At some point in the not too distant future, Tim Whitehead once more will climb behind a hockey bench.
At the moment, however, he has something more important in mind, something involving his 13-year-old daughter and 11-year-old son.
“I want to be a full-time dad for a while,” he said when reached by phone Wednesday. “I’m looking forward to that.”
The University of Maine parted ways with Whitehead Tuesday after 12 seasons in Orono, buying out the last 13 months of his contract for $195,000.
“I’m disappointed in the decision but obviously not surprised at all,” said Whitehead, who was hand-picked to succeed his predecessor, Shawn Walsh, after Walsh learned of a cancer diagnosis. “It’s tough on the family. This is all our kids have known, and my mom was born and raised in Portland, so it was nice to have our children grow up here.”
Whitehead said goodbye to his team on Tuesday and spent much of the rest of the day sifting through phone calls, emails and text messages from friends, colleagues and former players.
“My wife (Dena) and I have been overwhelmed with the support,” he said. “The outpouring has been unbelievable. And in the end, that’s what matters most, the relationships we’ve made.”
Maine played in the NCAA tournament seven times in Whitehead’s 12 years, including six in a row during his first six seasons. Declining attendance and a prolonged absence from the national stage were a few of the reasons cited by Athletic Director Steve Abbott for the decision to fire Whitehead.
Abbott is the fifth athletic director at Maine during Whitehead’s tenure, which also included three different university presidents and three chancellors.
“Tim handled everything with class,” Abbott said. “He took it very well. He obviously would have preferred a different resolution, but he was nothing but a gentleman over the course of the discussions as well as all our meetings since the end of the season.”
Whitehead’s final season started slowly, with only two victories in the first 15 games, but the Black Bears surged to a 9-8-6 finish and gave top-seeded UMass-Lowell all it could handle in a best-of-three Hockey East quarterfinal sweep. The River Hawks, who won the regular season and conference tournament, had to come from behind in both games against Maine and will face Yale Thursday afternoon in Pittsburgh for a berth in Saturday night’s national championship.

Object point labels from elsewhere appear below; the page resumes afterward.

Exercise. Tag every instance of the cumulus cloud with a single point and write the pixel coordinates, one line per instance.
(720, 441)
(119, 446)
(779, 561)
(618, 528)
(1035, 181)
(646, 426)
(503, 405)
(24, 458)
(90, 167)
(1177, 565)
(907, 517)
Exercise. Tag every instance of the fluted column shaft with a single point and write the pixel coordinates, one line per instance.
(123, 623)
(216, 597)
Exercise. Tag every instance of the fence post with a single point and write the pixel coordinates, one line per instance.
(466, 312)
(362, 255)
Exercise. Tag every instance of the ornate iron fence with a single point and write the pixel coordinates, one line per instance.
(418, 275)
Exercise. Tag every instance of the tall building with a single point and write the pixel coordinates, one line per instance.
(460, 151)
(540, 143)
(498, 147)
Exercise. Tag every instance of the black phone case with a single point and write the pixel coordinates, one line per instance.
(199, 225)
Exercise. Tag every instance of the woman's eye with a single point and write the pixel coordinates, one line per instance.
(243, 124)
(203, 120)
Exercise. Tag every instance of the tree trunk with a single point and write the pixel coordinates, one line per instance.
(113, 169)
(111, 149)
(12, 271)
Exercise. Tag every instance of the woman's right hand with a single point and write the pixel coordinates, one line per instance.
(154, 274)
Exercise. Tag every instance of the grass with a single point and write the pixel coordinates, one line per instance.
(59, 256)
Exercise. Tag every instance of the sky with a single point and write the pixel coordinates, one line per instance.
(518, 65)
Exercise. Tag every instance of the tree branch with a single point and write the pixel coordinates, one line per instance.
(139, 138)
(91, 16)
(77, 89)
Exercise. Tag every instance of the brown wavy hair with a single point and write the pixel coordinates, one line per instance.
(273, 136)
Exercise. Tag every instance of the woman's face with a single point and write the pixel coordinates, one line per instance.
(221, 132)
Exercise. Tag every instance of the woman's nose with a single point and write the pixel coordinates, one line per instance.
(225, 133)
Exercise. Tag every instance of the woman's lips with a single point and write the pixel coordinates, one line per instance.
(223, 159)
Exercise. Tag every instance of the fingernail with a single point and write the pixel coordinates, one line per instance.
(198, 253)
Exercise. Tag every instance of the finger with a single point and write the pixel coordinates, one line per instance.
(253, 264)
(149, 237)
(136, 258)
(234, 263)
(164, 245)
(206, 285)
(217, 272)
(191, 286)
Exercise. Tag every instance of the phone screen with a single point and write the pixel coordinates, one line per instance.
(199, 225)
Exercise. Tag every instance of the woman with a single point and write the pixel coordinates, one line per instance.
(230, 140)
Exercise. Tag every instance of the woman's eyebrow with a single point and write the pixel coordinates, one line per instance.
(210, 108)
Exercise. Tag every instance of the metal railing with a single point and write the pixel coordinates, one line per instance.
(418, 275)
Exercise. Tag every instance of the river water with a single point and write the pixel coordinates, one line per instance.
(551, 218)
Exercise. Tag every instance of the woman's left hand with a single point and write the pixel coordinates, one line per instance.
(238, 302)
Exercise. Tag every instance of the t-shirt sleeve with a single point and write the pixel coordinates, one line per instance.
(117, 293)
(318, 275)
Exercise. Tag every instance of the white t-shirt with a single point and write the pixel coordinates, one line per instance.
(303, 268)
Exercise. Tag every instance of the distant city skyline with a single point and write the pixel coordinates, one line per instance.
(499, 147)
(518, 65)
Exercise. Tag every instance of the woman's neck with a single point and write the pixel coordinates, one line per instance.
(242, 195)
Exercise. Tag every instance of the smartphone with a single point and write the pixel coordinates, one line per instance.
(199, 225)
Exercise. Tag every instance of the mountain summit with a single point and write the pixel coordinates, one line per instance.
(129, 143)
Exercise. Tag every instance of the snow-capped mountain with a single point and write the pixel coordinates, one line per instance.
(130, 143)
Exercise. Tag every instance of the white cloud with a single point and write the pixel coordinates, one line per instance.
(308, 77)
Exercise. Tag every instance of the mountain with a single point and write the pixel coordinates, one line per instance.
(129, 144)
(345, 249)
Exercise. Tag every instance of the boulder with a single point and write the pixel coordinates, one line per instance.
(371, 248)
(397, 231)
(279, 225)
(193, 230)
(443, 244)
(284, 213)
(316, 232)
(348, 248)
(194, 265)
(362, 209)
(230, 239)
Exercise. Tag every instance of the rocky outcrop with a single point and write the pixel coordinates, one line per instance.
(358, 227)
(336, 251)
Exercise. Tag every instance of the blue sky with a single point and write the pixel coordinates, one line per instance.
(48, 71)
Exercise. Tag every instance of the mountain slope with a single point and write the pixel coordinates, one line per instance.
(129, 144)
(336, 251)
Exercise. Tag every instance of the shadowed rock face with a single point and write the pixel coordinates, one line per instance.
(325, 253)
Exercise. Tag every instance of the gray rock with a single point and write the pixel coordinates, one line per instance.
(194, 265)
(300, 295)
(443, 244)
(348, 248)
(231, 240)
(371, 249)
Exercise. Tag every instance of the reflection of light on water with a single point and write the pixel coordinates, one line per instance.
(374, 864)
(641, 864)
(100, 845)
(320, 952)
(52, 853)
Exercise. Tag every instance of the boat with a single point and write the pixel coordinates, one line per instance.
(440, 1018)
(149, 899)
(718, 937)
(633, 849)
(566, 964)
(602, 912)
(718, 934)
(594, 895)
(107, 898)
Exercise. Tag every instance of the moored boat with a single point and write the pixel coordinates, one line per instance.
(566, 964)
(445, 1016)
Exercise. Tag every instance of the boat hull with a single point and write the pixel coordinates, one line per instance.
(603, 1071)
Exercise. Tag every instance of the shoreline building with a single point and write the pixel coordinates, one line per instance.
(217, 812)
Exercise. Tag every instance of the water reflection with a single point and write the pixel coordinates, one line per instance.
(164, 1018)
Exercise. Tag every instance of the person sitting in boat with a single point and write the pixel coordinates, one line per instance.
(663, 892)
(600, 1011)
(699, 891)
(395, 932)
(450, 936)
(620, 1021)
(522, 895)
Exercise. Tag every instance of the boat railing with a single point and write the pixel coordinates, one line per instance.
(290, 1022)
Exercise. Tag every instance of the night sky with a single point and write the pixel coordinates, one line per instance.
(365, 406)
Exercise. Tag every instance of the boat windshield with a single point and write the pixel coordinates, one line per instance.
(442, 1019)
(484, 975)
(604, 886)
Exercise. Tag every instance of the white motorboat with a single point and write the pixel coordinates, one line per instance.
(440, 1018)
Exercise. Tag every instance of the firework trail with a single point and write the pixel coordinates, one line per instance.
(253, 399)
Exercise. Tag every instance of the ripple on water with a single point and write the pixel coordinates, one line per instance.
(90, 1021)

“We had a great second half and I was really looking forward to coaching this team next year,” Whitehead said. “But I’m very confident regardless that they’re going to have a great run.”
Whitehead said he has heard from several of the nine recruits scheduled to come to Maine in the fall and has encouraged them to come to Orono.
“Likewise for our current players, I’ve encouraged them to stay,” he said. “There’s great things in store for them next year.”
Four seniors from this winter’s team already have signed with professional teams. Joey Diamond is with Bridgeport of the American Hockey League. Kyle Beattie and Mark Nemec finished the season with Orlando of the East Coast Hockey League, and Mike Cornell is with Florida in the ECHL playoffs.
“It’s a great feeling to see these guys go on and succeed,” Whitehead said. “One thing I know for sure is that we left it all on the ice every night and in every practice.”
As for the some of the challenges involved in sustaining a national-caliber program at Maine, where funding is always in short supply, Whitehead deferred.
“This is not the time for me to address those things,” he said. “It would be like shoveling sand against the tide.”
What he did say is that “I fought extremely hard for this program,” and pointed to private fundraising efforts resulting in the construction of the Shawn Walsh Hockey Center in 2005 and the Alfond Arena expansion and renovation in 2012. He also noted with pride the growth and maturity of Walsh’s son, Tyler, a senior who served as a student assistant for three seasons.
“He’s just a wonderful kid,” Whitehead said. “I’m excited for his future.”
As for Whitehead’s future, he’s already received calls about potential coaching jobs.
“My wife and I will evaluate the opportunities we have down the road and go from there,” he said.
Most importantly, it’s been an honor to have coached here at Maine.”